The executive wanted to make a quick appointment to put behind them the fiasco of Toshack's 48-day reign. That they have turned to Smith, a former schoolteacher, who was chosen by Toshack to be his assistant, is a further blow to Terry Yorath. The manager who led Wales in their ultimately vain qualifying campaign for this year's World Cup finals had hoped to reclaim his throne, and was willing to abandon a claim for unfair dismissal against the FAW to get it.
'It was unfortunate that John Toshack decided to resign, but life must go on,' John Evans, the chairman of the FAW senior international committee, said. 'Welsh football in particular must go on, and we are looking to Mike to maintain our progress. Terry Yorath does not figure in our immediate plans.'
Smith, genial and good-humoured, has a difficult task to stabilise a squad which has been disturbed and unsettled by recent events. That was all too evident in a tame display resulting in a 3-1 defeat by Norway last week, Toshack's one and only game at the helm.
'I thought they were going to put me in charge as caretaker for one game, but they said that was no good to them,' Smith said. 'These offers don't come along very often so you have to take them.' After his earlier five-year reign, which ended in 1979, Smith managed Hull City. He left them after two years and later took charge of the Egyptian national side between 1985 and 1988.

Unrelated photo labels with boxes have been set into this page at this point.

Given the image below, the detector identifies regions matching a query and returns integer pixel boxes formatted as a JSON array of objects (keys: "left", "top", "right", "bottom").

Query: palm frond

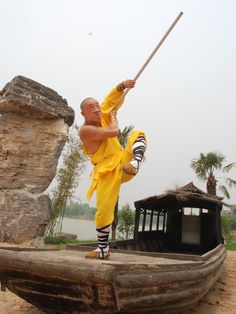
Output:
[
  {"left": 223, "top": 162, "right": 236, "bottom": 173},
  {"left": 118, "top": 125, "right": 134, "bottom": 148},
  {"left": 225, "top": 178, "right": 236, "bottom": 188},
  {"left": 219, "top": 185, "right": 230, "bottom": 199}
]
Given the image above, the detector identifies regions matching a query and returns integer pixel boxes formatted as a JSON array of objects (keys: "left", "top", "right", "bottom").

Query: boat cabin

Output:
[
  {"left": 67, "top": 182, "right": 224, "bottom": 255},
  {"left": 134, "top": 183, "right": 223, "bottom": 254},
  {"left": 111, "top": 182, "right": 223, "bottom": 254}
]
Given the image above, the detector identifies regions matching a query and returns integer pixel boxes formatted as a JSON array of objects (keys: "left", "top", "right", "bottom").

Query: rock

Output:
[
  {"left": 55, "top": 232, "right": 77, "bottom": 240},
  {"left": 0, "top": 76, "right": 74, "bottom": 243},
  {"left": 0, "top": 76, "right": 74, "bottom": 126},
  {"left": 0, "top": 190, "right": 52, "bottom": 243}
]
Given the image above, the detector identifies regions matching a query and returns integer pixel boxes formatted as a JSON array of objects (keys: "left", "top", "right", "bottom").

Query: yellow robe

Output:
[{"left": 85, "top": 88, "right": 145, "bottom": 227}]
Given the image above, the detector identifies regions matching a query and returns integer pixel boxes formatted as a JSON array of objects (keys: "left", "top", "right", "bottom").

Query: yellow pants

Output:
[{"left": 95, "top": 131, "right": 145, "bottom": 228}]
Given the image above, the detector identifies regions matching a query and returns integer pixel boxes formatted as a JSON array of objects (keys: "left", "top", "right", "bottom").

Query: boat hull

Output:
[{"left": 0, "top": 245, "right": 226, "bottom": 314}]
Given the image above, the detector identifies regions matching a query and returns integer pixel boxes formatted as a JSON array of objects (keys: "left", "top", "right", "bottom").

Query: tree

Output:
[
  {"left": 46, "top": 125, "right": 87, "bottom": 236},
  {"left": 221, "top": 215, "right": 232, "bottom": 244},
  {"left": 118, "top": 204, "right": 135, "bottom": 239},
  {"left": 111, "top": 125, "right": 134, "bottom": 240},
  {"left": 191, "top": 152, "right": 236, "bottom": 198}
]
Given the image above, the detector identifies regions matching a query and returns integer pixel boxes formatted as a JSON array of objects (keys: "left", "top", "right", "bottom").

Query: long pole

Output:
[{"left": 115, "top": 12, "right": 183, "bottom": 109}]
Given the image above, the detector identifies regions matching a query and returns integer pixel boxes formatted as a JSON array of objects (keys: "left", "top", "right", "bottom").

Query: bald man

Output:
[{"left": 80, "top": 80, "right": 146, "bottom": 259}]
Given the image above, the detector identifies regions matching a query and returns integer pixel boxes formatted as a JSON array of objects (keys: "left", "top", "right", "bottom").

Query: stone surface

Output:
[
  {"left": 0, "top": 76, "right": 74, "bottom": 126},
  {"left": 0, "top": 113, "right": 68, "bottom": 193},
  {"left": 0, "top": 76, "right": 74, "bottom": 243},
  {"left": 0, "top": 190, "right": 51, "bottom": 243}
]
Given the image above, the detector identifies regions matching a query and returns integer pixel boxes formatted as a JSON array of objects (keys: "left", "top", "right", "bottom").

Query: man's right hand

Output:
[{"left": 110, "top": 109, "right": 117, "bottom": 121}]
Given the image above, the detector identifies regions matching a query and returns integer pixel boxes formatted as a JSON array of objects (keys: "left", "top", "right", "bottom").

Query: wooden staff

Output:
[{"left": 114, "top": 12, "right": 183, "bottom": 109}]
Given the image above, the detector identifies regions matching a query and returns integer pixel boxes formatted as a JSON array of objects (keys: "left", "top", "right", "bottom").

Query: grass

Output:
[{"left": 44, "top": 237, "right": 96, "bottom": 245}]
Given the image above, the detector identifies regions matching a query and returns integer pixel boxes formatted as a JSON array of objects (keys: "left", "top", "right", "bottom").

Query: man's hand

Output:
[
  {"left": 110, "top": 109, "right": 117, "bottom": 121},
  {"left": 124, "top": 80, "right": 135, "bottom": 88},
  {"left": 116, "top": 80, "right": 135, "bottom": 92}
]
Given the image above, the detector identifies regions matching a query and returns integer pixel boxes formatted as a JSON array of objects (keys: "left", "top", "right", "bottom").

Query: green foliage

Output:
[
  {"left": 118, "top": 204, "right": 135, "bottom": 239},
  {"left": 221, "top": 215, "right": 232, "bottom": 244},
  {"left": 226, "top": 242, "right": 236, "bottom": 251},
  {"left": 118, "top": 125, "right": 134, "bottom": 148},
  {"left": 190, "top": 152, "right": 236, "bottom": 198},
  {"left": 229, "top": 216, "right": 236, "bottom": 230},
  {"left": 46, "top": 125, "right": 87, "bottom": 236}
]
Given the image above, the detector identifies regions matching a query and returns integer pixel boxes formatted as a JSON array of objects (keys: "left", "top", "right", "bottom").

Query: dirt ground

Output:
[{"left": 0, "top": 251, "right": 236, "bottom": 314}]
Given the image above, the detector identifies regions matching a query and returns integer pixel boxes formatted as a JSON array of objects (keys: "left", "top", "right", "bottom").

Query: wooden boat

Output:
[{"left": 0, "top": 184, "right": 226, "bottom": 314}]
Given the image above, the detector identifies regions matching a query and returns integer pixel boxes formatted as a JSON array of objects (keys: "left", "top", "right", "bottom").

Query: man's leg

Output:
[
  {"left": 122, "top": 131, "right": 146, "bottom": 176},
  {"left": 85, "top": 166, "right": 121, "bottom": 259},
  {"left": 85, "top": 225, "right": 111, "bottom": 259}
]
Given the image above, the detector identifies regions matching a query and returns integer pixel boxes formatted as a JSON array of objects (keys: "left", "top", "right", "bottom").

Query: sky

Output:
[{"left": 0, "top": 0, "right": 236, "bottom": 207}]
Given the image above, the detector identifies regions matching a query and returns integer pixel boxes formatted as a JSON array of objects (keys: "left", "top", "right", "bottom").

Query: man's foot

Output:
[
  {"left": 122, "top": 162, "right": 138, "bottom": 176},
  {"left": 85, "top": 248, "right": 110, "bottom": 259}
]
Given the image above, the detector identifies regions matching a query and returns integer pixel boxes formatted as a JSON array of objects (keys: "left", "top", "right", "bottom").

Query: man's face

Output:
[{"left": 81, "top": 99, "right": 102, "bottom": 122}]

To criticism that it is a backward step and that he has been too long away from the game, Smith countered: 'I have been in charge of 207 internationals, 100 of them at senior level, and if I did not think I could do the job I would not have taken it.'
Brian Flynn, the manager of Wrexham, will take charge of the Under-21 team. Smith hopes to name assistant managers at both levels as soon as possible.